Bremer Ballbesitzprobleme gegen stabile Mainzer
In einem Duell aus dem Niemandsland der Tabelle wollten die Bremer den Anschluss an die EL-Plätze schaffen, während es den Mainzern eher um das Polster nach unten ging. Nach einer Stunde intensiver Einfallslosigkeit bringt Werder zu Ostern den Tannenbaum zurück – verpasst es jedoch, sich für die späte Verbesserung zu belohnen.
Ersatzgeschwächte Werder-Raute gegen flexible Mainzer Formation
Bei den Hausherren besetzte Viktor Skripnik seine typische, asymmetrische Mitelfeldraute im Vergleich zum Gastspiel beim 1. FC Köln personell auf zwei, taktisch gleich auf drei Positionen um. Für den angeschlagenen Junuzovic begann Felix Kroos auf der linken Halbposition. Somit wurde dem defensiv teilweise instabilen Sternberg ein absichernder, weniger riskant und vertikal agierender Vordermann an die Seite gestellt. Den vorstoßenden Rautenachter gab dafür auf der Gegenseite Fin Bartels, der Clemens Fritz verletzungsbedingt vertrat. Im Mittelfeldzentrum agierte mit Levent Aycicek ein „klassischerer“ Spielmacher mit Stärken im kleinräumigen Kombinationsspiel, der deutlich zentraler und weniger über raumöffnende Läufe ins Spiel findet als Konterzehner Bartels, der diese Planstelle zuvor besetzte. Im Sturm agierten erneut di Santo und Selke.
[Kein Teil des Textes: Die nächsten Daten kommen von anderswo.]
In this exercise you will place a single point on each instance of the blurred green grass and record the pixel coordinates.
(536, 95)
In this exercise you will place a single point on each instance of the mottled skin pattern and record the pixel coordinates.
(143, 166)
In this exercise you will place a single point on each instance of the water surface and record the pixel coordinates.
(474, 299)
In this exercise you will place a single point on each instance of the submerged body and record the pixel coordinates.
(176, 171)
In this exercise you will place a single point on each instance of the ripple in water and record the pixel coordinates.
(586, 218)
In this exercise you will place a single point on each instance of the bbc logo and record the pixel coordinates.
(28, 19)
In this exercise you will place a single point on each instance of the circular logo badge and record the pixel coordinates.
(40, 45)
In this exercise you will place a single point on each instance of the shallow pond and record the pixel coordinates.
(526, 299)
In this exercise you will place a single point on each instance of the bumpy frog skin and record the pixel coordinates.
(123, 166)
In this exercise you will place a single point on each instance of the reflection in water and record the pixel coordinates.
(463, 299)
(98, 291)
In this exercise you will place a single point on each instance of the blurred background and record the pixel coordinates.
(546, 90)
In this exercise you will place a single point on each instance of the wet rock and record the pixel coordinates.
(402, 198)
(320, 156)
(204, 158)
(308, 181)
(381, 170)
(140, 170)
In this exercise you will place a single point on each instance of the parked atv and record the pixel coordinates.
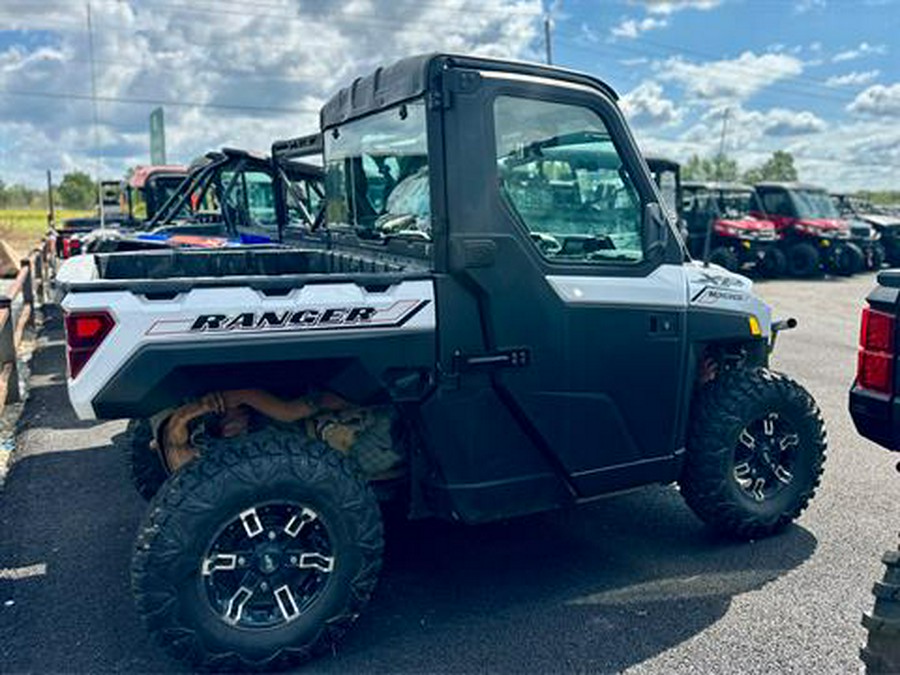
(813, 236)
(230, 198)
(884, 228)
(125, 206)
(719, 222)
(502, 322)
Die Gäste aus Mainz traten mit derselben Elf an wie am vorigen Spieltag beim Punktgewinn in Wolfsburg: Im Sturm agierte Okazaki als einzige, häufig ausweichende Spitze. Neben bis hinter dem Japaner hielt sich Malli auf, die Flügel besetzten der dynamische de Blasis und SV-Geheimtipp Ja-Cheol Koo. In der defensiven Zentrale teilten sich wie üblich Geis als tiefer Spielmacher und Baumgartlinger als Ballbesitzsicherer und Abfangjäger ihre Aufgaben.
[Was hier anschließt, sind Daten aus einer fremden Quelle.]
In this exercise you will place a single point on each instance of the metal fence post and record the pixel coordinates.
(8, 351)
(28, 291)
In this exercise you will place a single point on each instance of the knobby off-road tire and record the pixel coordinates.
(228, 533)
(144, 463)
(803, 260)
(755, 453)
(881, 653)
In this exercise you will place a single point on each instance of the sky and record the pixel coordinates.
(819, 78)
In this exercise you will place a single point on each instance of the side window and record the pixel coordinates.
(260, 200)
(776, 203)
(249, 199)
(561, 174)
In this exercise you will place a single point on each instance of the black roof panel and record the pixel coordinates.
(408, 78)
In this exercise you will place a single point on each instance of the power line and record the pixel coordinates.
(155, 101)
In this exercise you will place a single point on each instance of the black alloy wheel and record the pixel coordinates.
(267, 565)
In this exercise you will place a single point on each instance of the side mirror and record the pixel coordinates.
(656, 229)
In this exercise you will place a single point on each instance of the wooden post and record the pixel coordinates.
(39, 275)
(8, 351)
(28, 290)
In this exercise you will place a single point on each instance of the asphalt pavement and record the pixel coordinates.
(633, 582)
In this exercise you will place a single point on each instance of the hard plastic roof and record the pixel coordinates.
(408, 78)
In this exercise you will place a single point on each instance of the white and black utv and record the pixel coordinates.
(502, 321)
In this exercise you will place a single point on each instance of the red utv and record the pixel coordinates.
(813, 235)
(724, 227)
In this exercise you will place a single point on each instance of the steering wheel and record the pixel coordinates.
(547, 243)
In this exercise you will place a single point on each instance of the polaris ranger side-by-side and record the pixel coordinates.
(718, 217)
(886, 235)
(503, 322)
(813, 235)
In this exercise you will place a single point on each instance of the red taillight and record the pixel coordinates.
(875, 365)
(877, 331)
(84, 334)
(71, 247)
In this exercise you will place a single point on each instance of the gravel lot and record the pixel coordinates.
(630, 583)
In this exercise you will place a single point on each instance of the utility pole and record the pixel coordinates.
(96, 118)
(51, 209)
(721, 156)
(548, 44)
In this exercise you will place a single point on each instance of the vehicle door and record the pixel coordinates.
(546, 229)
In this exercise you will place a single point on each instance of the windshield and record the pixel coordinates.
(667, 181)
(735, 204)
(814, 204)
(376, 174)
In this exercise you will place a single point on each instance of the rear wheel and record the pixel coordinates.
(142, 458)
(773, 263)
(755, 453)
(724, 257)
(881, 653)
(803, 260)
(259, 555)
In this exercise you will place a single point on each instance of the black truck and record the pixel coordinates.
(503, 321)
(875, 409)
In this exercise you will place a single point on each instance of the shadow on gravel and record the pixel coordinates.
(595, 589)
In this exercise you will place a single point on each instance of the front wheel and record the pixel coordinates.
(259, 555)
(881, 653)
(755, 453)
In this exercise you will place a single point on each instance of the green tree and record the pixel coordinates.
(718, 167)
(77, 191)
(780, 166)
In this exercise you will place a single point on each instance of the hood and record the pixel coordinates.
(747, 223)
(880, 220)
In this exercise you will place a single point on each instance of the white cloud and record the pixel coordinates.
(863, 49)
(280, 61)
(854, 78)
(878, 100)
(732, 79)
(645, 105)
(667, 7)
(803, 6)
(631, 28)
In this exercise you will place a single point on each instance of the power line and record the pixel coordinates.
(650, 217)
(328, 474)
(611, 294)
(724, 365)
Mainz mit Doppelspitze im hohen Pressing, Werder mit Verbindungsproblemen im Spielaufbau
Die Mainzer Formation wechselte hier von Spielphase zu Spielphase: Konnte sie im tiefen Aufbau wohl als 4-4-1-1 beschrieben werden, das sich durch die offensiv ausgerichteten Außen in höheren Zonen zu einem deutlicheren 4-2-3-1 umformte, agierte man gegen den Ball mit in einem 4-4-2 und Malli neben Okazaki als doppelter Pressingspitze, um die Passwege in den Sechserraum zu verschließen und die ohne den verletzt fehlenden Spanier Galvez spielschwache Bremer Innenverteidigung anzulaufen und zu langen, unpräzisen Bällen zu zwingen. Koo und de Blasis störten derweil die Bremer Außenverteidiger früh, sodass auch der weniger praktikable Weg über die Außen zumeist blockiert war.
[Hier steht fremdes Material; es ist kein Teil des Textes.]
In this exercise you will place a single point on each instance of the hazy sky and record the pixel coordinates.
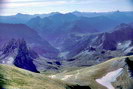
(11, 7)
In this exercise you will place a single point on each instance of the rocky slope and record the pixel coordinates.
(113, 74)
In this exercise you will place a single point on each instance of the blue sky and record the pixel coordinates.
(11, 7)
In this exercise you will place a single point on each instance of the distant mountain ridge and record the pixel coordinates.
(21, 31)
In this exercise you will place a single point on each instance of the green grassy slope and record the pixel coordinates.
(15, 78)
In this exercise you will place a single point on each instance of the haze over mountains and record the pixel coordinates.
(59, 43)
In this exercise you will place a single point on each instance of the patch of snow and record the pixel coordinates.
(63, 54)
(123, 45)
(52, 76)
(109, 78)
(66, 77)
(10, 60)
(128, 49)
(76, 76)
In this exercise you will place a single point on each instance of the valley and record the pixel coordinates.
(75, 50)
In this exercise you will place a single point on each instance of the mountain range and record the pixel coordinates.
(70, 51)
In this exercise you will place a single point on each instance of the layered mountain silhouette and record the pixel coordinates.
(21, 31)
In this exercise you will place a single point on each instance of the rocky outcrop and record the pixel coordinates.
(24, 58)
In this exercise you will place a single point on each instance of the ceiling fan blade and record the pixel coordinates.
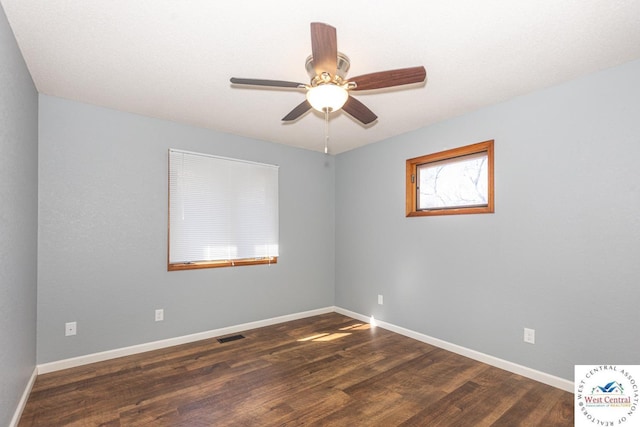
(261, 82)
(302, 108)
(382, 79)
(359, 111)
(324, 48)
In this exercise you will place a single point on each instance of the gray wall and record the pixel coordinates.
(18, 222)
(103, 234)
(561, 254)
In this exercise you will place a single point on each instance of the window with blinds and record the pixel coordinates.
(222, 212)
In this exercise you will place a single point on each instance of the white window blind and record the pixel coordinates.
(221, 209)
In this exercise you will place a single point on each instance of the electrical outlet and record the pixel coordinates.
(530, 335)
(70, 329)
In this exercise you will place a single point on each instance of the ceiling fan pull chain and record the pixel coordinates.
(326, 131)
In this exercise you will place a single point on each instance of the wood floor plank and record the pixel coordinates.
(323, 370)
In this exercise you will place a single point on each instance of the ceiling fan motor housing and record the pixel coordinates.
(341, 71)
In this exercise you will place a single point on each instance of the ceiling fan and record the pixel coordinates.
(329, 89)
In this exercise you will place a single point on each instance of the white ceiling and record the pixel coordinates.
(172, 59)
In den Anfangsminuten praktizierten sie dies mit großer Intensität, was dazu führte, dass die Bremer aus dem eigenen Drittel heraus selten einen konstruktiven Raumgewinn erspielen konnten, sondern zu oft in Richtung der Köpfe von Selke und di Santo bolzten. Die defensiv gut organisierten Mainzer wollten dann die zweiten Bälle aufnehmen und schnell nach vorne bringen, um die teilweise unpassenden vertikalen Abstände der Bremer über die eigenen, schnellen Offensivspieler auszunutzen. Besonders Koo wurde immer wieder im Raum zwischen Kroos und Sternberg gesucht.
Noch erfolgreicher war dieser Ansatz, wenn Werder sich in den Sechserraum spielen konnte: Dort hatte Philipp Bargfrede, dessen Stärken eher im direkten Spiel und in der Balleroberung liegen, erhebliche Probleme, das Bremer Aufbauspiel zu ordnen. So sah er sich zwei sauber verschiebenden Viererketten gegenüber, während die Verbindungen in die offensiven Halbräume und das Zentrum kaum gegeben waren. Zwar ließ sich über den zeitweise zur Doppelsechs zurückfallenden Kroos und die – allerdings eher mäßig beziehungsweise risikolos eingebunden – Außenverteidiger ein für Bremer Verhältnisse ordentlicher, da ausgeglichener Ballbesitz ansammeln, allerdings fand dieser zumeist vor den gefährlichen Zonen statt.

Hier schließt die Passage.